Julie Wyss earns $330,000 a year selling real estate in Silicon Valley. When the time came to look for a new home for herself, Wyss settled on a four-bedroom, three-bathroom house in Los Gatos, California, an enclave of young technology entrepreneurs. It has about 2,400 square feet of floor space, four sets of French doors and a price tag of $1.45 million. When she bought the house in June, her main financing was a $625,500 mortgage from Wells Fargo guaranteed by government-backed Fannie Mae. The benefit to Wyss was an interest rate, of 4.125 percent, that was lower than she could have gotten on a loan that was not guaranteed by the government. “It’s a totally sweet deal,” Wyss said.

As happens so often, the government expanded bad policy when problems developed as a result of previous bad policy – sort of Mitchell’s Law on steroids in the case of housing.

Before the financial crisis, the limit on loans guaranteed by Fannie Mae and Freddie Mac was $417,000. But in 2008, …Congress changed the rules so that the companies could back mortgages of up to $729,750 in high-priced areas like Santa Clara. The result is that the government guaranteed 89 percent of U.S. mortgages taken out in the first half of 2012, up from 85 percent in 2011 and 30 percent in 2006, according to data compiled by Inside Mortgage Finance. Big banks still offer mortgages without government backing, but interest rates are higher, standards are more stringent and most people don’t even consider them, said Dave Walsh, a realtor based in San Jose, California. …In 2006, the two entities guaranteed only about one-third of new mortgages in the 20 highest-income mortgage markets in the country. By 2010, that share had risen to about three in four, the data showed.

In other words, we have lots of rich people now sucking on the government teat. This is bad housing policy, bad fiscal policy, and bad social policy (and, as this cartoon illustrates, you eventually hit a point when there’s nothing left to steal).

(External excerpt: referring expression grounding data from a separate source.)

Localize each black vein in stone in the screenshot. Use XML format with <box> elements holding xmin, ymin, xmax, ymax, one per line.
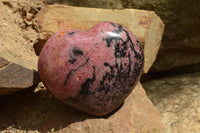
<box><xmin>68</xmin><ymin>32</ymin><xmax>76</xmax><ymax>35</ymax></box>
<box><xmin>72</xmin><ymin>47</ymin><xmax>83</xmax><ymax>56</ymax></box>
<box><xmin>68</xmin><ymin>58</ymin><xmax>76</xmax><ymax>64</ymax></box>
<box><xmin>80</xmin><ymin>66</ymin><xmax>96</xmax><ymax>95</ymax></box>
<box><xmin>64</xmin><ymin>58</ymin><xmax>89</xmax><ymax>86</ymax></box>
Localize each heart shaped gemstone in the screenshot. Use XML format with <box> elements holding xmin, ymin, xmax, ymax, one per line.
<box><xmin>38</xmin><ymin>21</ymin><xmax>144</xmax><ymax>116</ymax></box>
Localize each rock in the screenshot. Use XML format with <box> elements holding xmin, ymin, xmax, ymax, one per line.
<box><xmin>122</xmin><ymin>0</ymin><xmax>200</xmax><ymax>71</ymax></box>
<box><xmin>42</xmin><ymin>82</ymin><xmax>164</xmax><ymax>133</ymax></box>
<box><xmin>0</xmin><ymin>0</ymin><xmax>42</xmax><ymax>94</ymax></box>
<box><xmin>143</xmin><ymin>72</ymin><xmax>200</xmax><ymax>133</ymax></box>
<box><xmin>46</xmin><ymin>0</ymin><xmax>123</xmax><ymax>9</ymax></box>
<box><xmin>38</xmin><ymin>21</ymin><xmax>144</xmax><ymax>116</ymax></box>
<box><xmin>0</xmin><ymin>57</ymin><xmax>39</xmax><ymax>95</ymax></box>
<box><xmin>0</xmin><ymin>81</ymin><xmax>164</xmax><ymax>133</ymax></box>
<box><xmin>35</xmin><ymin>5</ymin><xmax>164</xmax><ymax>73</ymax></box>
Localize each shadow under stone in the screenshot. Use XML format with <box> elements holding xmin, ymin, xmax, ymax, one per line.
<box><xmin>0</xmin><ymin>88</ymin><xmax>97</xmax><ymax>132</ymax></box>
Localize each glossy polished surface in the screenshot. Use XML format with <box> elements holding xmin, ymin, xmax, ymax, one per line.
<box><xmin>38</xmin><ymin>21</ymin><xmax>144</xmax><ymax>116</ymax></box>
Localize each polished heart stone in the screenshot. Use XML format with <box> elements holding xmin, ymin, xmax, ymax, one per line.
<box><xmin>38</xmin><ymin>21</ymin><xmax>144</xmax><ymax>116</ymax></box>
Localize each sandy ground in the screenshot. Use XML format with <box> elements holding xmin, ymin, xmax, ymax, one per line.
<box><xmin>143</xmin><ymin>72</ymin><xmax>200</xmax><ymax>133</ymax></box>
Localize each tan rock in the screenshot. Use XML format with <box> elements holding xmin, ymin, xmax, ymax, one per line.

I have nothing against rich people. But I utterly despise people who get rich using the state. If they earn their money honestly, I’ll defend them to my last breath and I’ll fight against those who want to seize their earnings via class-warfare tax policy.

Sadly, we may be getting to the point where there are more of the wrong kind of rich people in America. That may represent a very dangerous turning point for society, sort of a bizarre version of the famous riding-in-the-wagon cartoons.